The current battle for the Republican Presidential nomination is unique in several ways.
First, there is a deeply divided fractionated Republican party between ultra conservatives, tea party supporters and moderated. The challenge for whomever wins the nomination is to hold on to the conservatives’ support and attract moderates - not an easy task given the harshness of the campaign thus far. Second, and following the previous comments, the level of animosity between and among the candidates is higher than we have ever seen, and the personal and strident negative campaigning is weakening the eventual winner and providing the democratic nominee with ample material to attack the eventual nominee. Third, groups normally associated with the democratic party have taken out ads against republican contenders in several different primary states - that has not occurred in the past and may be setting a new standard for the future. Fourth, the President has also engaged in media attacks on the Republican candidates as the primaries are unfolding - again an unusual approach from a sitting President.

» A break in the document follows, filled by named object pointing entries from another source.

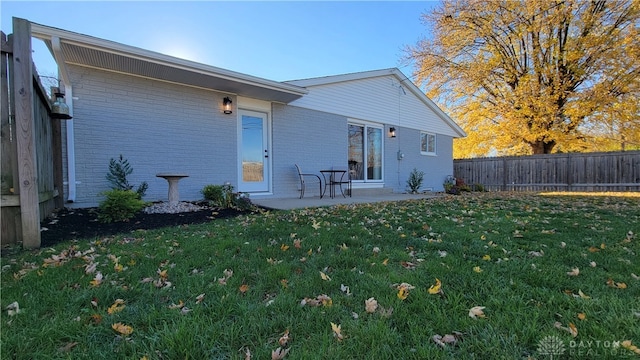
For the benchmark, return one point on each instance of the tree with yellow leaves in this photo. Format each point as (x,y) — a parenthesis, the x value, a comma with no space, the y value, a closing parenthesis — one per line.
(534,76)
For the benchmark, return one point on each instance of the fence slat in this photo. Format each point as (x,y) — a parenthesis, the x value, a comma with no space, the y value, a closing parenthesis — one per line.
(613,171)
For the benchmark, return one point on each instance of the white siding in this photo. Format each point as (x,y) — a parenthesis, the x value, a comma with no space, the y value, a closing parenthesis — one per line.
(379,99)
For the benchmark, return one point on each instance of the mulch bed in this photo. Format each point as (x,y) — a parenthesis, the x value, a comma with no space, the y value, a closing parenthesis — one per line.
(69,224)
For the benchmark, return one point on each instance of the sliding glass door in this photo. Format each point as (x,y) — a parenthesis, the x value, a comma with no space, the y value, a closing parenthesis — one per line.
(365,152)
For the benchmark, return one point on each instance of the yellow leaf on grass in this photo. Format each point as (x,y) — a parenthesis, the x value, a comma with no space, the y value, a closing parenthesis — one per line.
(97,280)
(122,328)
(199,298)
(582,295)
(337,331)
(279,353)
(476,312)
(403,293)
(573,272)
(573,330)
(324,276)
(117,306)
(370,305)
(437,288)
(284,338)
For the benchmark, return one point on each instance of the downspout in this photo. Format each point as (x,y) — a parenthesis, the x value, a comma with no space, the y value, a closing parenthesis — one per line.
(71,153)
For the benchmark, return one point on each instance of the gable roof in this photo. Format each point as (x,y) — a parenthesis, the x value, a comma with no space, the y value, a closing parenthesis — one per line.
(336,80)
(73,48)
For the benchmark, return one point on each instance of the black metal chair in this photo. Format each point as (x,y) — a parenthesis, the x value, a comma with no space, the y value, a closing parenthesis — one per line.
(345,179)
(303,185)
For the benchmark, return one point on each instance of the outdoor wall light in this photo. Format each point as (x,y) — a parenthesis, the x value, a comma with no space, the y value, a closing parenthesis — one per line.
(226,105)
(59,109)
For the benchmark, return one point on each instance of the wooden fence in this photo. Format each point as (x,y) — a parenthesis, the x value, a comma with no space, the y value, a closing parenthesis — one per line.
(612,171)
(31,168)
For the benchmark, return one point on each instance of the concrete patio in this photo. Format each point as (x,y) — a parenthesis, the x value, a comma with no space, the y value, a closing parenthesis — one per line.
(316,201)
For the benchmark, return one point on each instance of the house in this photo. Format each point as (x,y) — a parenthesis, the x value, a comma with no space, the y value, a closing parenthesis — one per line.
(166,114)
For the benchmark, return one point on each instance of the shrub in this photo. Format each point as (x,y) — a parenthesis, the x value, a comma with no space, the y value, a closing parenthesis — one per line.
(223,196)
(214,194)
(119,205)
(415,180)
(117,176)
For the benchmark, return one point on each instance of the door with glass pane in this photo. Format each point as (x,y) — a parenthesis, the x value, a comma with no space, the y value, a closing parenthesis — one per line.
(365,152)
(253,151)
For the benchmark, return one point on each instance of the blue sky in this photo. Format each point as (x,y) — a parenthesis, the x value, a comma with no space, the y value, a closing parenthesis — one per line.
(274,40)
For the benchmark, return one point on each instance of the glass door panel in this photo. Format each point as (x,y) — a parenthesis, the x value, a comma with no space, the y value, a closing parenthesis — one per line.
(253,152)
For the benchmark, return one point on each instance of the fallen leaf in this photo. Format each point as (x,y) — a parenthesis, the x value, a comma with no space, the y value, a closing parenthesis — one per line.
(97,280)
(117,306)
(284,338)
(345,289)
(573,272)
(324,276)
(179,305)
(408,265)
(122,328)
(199,298)
(476,312)
(13,309)
(337,331)
(437,288)
(370,305)
(403,293)
(279,353)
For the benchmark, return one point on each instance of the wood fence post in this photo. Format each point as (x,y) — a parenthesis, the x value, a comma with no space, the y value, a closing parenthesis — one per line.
(25,134)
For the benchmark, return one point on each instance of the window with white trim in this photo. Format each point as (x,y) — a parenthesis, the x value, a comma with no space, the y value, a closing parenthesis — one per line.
(427,143)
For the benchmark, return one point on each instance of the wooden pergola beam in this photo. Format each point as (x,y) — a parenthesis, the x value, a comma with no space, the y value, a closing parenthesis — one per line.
(25,134)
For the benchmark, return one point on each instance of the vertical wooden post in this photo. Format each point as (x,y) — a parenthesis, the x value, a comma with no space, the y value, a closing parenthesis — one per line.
(25,134)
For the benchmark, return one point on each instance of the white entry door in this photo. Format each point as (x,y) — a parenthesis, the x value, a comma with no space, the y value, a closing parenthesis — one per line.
(253,147)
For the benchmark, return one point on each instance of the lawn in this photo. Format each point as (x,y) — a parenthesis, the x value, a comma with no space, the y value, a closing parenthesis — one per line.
(500,276)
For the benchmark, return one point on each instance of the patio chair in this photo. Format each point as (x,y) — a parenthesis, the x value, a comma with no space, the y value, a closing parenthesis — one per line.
(303,185)
(345,179)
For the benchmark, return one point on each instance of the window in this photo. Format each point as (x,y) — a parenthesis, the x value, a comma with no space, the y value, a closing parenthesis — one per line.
(365,152)
(427,143)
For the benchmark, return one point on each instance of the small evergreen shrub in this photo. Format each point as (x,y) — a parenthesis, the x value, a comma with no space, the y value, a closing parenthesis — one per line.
(117,176)
(222,196)
(415,180)
(119,205)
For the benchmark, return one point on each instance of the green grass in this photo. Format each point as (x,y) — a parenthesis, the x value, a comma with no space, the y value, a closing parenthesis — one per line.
(524,295)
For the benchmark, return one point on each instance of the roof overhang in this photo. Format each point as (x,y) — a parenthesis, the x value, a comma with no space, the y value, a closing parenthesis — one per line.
(83,50)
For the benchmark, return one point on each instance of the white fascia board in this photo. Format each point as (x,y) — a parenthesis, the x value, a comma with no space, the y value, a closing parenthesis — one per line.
(47,33)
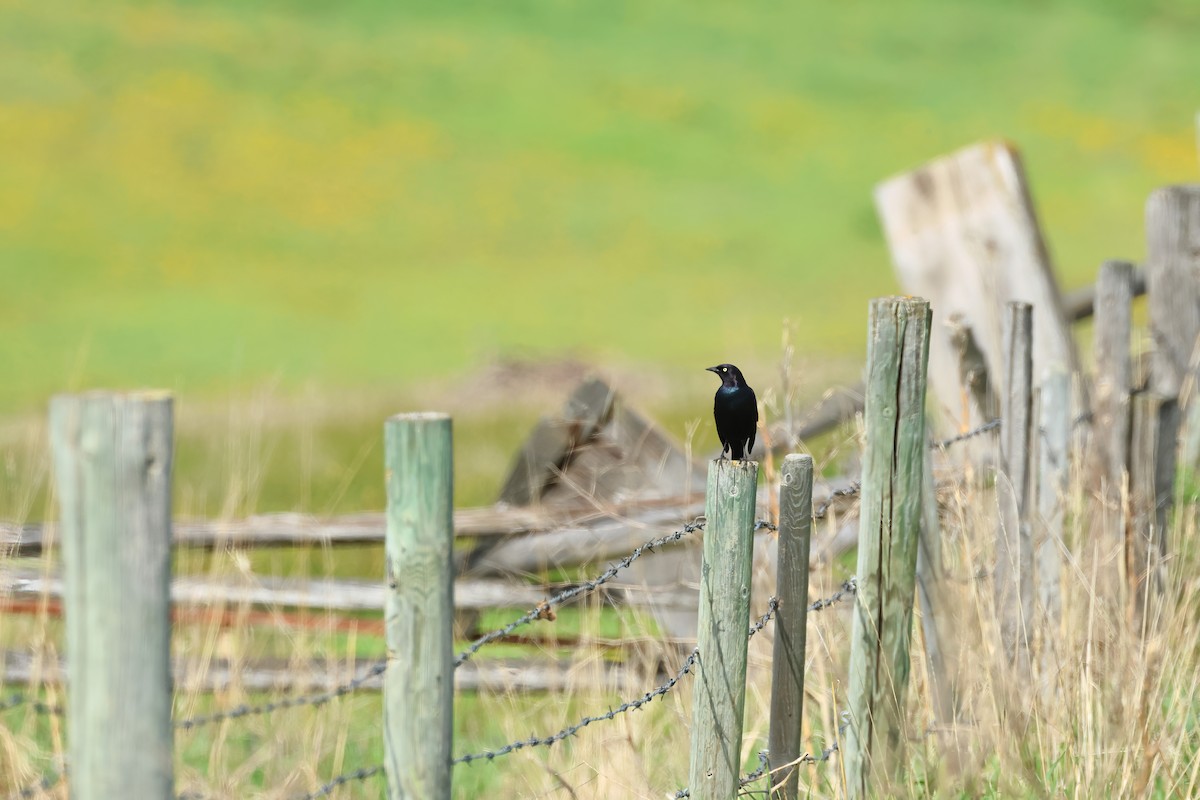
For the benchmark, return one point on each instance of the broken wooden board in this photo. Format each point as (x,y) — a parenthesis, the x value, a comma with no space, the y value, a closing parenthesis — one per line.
(597,450)
(964,235)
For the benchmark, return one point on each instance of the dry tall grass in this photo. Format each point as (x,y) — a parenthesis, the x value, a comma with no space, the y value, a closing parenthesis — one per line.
(1110,705)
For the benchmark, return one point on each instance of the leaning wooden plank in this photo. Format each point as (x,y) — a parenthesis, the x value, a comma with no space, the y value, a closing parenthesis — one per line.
(553,439)
(964,234)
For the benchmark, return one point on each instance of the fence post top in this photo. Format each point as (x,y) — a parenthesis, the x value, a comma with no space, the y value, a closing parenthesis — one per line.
(108,395)
(417,417)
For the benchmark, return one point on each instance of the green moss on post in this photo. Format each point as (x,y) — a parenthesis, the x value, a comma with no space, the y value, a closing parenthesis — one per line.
(419,611)
(112,462)
(893,471)
(720,675)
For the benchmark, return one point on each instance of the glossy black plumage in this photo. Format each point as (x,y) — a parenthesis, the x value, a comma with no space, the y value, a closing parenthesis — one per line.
(736,411)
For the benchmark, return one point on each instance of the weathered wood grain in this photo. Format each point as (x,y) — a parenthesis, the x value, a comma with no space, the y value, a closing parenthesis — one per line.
(1014,536)
(419,611)
(891,518)
(720,674)
(1173,283)
(964,234)
(113,465)
(785,743)
(1156,422)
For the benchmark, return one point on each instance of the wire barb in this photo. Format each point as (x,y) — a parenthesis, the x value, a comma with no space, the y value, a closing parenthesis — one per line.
(539,611)
(629,705)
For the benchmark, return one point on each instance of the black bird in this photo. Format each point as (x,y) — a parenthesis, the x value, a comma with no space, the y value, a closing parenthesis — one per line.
(736,411)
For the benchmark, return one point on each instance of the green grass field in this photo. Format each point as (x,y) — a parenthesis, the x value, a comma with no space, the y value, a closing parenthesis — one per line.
(303,217)
(210,196)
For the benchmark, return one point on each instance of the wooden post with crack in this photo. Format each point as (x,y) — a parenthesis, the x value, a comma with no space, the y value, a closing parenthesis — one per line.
(419,608)
(891,519)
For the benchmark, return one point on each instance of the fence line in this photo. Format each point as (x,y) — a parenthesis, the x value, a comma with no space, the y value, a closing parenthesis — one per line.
(541,611)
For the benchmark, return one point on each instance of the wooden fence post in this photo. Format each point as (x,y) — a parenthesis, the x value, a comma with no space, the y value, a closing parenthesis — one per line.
(1109,446)
(1014,540)
(891,517)
(791,624)
(419,609)
(943,642)
(1054,473)
(112,462)
(1173,290)
(1151,485)
(720,675)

The President is also in a weakened position - when initially running for the office he laid out a series of criteria that he should meet in order to be reelected and he has, objectively and with supporting data, not met his own articulated goals. The economy continues to stumble along and health care is currently being challenged in the Supreme Court.
The final ‘wildcard’ in this election is the amount of SuperPacs and their ability to spend unlimited sums. The President, after noting he would not use these organisations, has now changed his mind and is pursuing this type of support.